For that purpose, the HTTP3 dissector is defining a custom conversation finder. See functions http3_find_inner_conversation and http3_reset_inner_conversation.

Essential data structures

File-level state

HTTP3_CONN_INFO_MAP

The HTTP3_CONN_INFO_MAP contains session-level information for every HTTP3 connection in a PCAP file. This map is lazily allocated, and is cleared upon exiting the file scope.

HTTP3 header caches

The dissector attempts to conserve memory, by avoding allocating memory for duplicate header names/values. Instead, the dissector keeps the decoded names/values in two caches: HTTP3_HEADER_CACHE and HTTP3_HEADER_DEF_CACHE. The former stores the decoded HTTP3 header values, and the latter stores the decoded HTTP3 header names.

Connection-level state

http3_session_info_t

The http3_session_info_t keeps the state of the QPACK decoder. Every HTTP3 connection corresponds to a single session.

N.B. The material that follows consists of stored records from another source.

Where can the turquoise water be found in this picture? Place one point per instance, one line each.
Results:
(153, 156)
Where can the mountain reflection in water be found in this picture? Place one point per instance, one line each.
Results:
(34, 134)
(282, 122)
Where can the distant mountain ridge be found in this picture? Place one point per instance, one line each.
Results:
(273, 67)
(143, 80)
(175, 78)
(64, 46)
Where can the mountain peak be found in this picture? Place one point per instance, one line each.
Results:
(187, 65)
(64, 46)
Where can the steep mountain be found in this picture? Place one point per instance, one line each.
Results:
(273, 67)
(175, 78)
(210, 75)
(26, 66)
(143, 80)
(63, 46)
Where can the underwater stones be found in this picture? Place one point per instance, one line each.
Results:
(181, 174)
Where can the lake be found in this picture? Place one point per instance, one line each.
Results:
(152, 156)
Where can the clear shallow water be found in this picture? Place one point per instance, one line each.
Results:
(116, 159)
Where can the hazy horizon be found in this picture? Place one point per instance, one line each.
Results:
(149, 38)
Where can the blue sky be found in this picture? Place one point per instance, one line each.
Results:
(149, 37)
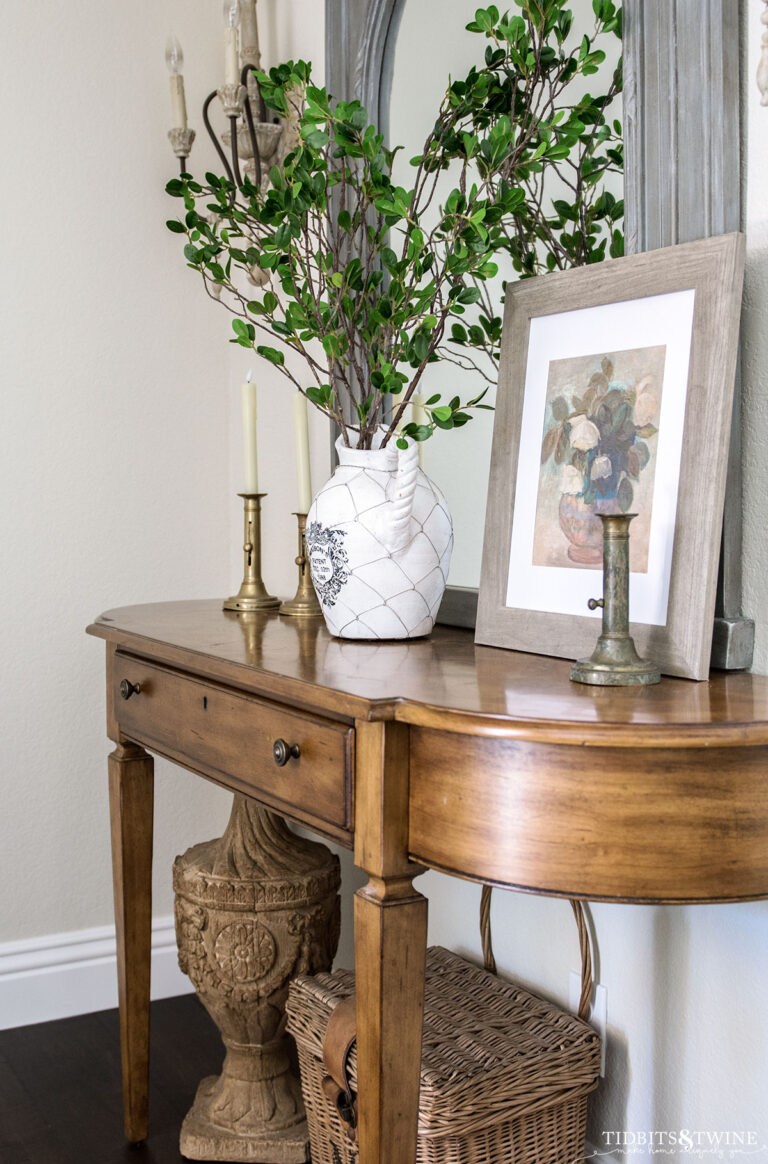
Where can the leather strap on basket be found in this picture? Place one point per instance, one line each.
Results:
(336, 1047)
(584, 944)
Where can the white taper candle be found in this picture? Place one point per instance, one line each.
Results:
(249, 437)
(301, 425)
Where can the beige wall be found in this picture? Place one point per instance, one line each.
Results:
(120, 424)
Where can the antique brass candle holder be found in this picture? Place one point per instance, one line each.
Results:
(304, 604)
(253, 593)
(614, 661)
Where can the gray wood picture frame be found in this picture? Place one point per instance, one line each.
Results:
(713, 268)
(682, 150)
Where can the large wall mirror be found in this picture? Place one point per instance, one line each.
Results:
(681, 182)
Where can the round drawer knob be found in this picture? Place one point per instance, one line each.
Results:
(284, 752)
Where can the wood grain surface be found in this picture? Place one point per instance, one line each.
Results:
(228, 736)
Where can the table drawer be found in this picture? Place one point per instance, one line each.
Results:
(230, 736)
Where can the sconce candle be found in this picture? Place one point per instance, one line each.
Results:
(249, 437)
(249, 34)
(175, 62)
(303, 452)
(232, 49)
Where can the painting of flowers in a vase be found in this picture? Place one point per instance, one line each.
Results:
(598, 454)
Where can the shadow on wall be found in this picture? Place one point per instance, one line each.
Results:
(608, 1106)
(670, 948)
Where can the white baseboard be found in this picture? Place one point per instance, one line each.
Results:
(64, 974)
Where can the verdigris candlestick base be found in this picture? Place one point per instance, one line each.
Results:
(254, 908)
(614, 661)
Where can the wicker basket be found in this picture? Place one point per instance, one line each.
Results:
(504, 1073)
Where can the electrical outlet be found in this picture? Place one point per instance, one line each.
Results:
(597, 1015)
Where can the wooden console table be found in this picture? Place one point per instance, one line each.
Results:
(482, 763)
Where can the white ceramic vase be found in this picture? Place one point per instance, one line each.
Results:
(379, 539)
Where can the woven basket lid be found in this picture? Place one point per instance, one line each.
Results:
(491, 1050)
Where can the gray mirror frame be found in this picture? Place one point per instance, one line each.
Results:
(682, 153)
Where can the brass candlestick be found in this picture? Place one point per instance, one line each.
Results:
(304, 603)
(253, 593)
(614, 661)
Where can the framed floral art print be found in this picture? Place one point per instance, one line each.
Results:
(616, 394)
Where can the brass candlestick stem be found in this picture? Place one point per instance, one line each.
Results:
(614, 661)
(304, 603)
(253, 593)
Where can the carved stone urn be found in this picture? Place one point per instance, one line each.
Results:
(254, 908)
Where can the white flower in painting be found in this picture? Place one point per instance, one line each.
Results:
(601, 468)
(571, 481)
(583, 433)
(646, 407)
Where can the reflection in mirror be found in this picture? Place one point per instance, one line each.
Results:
(428, 51)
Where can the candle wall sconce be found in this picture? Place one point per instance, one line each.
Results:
(256, 139)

In the future, the session may be shared between multiple connections, to support connection migration or multipath HTTP3. At the moment, there are no shared sessions.

Stream-level state

http3_stream_info_t

The http3_stream_info_t keeps the information about the individual HTTP3 streams, as well as mapping to the underlying QUIC streams.

Frame-level state

http3_header_field_t

The http3_header_field_t keeps the information about a single HTTP header. It contains both the encoded and the decoded representation of the header. The actual decoded strings are stored in HTTP3_HEADER_CACHE/HTTP3_HEADER_DEF_CACHE; the individual http3_header_field_t instances contain pointers to the strings.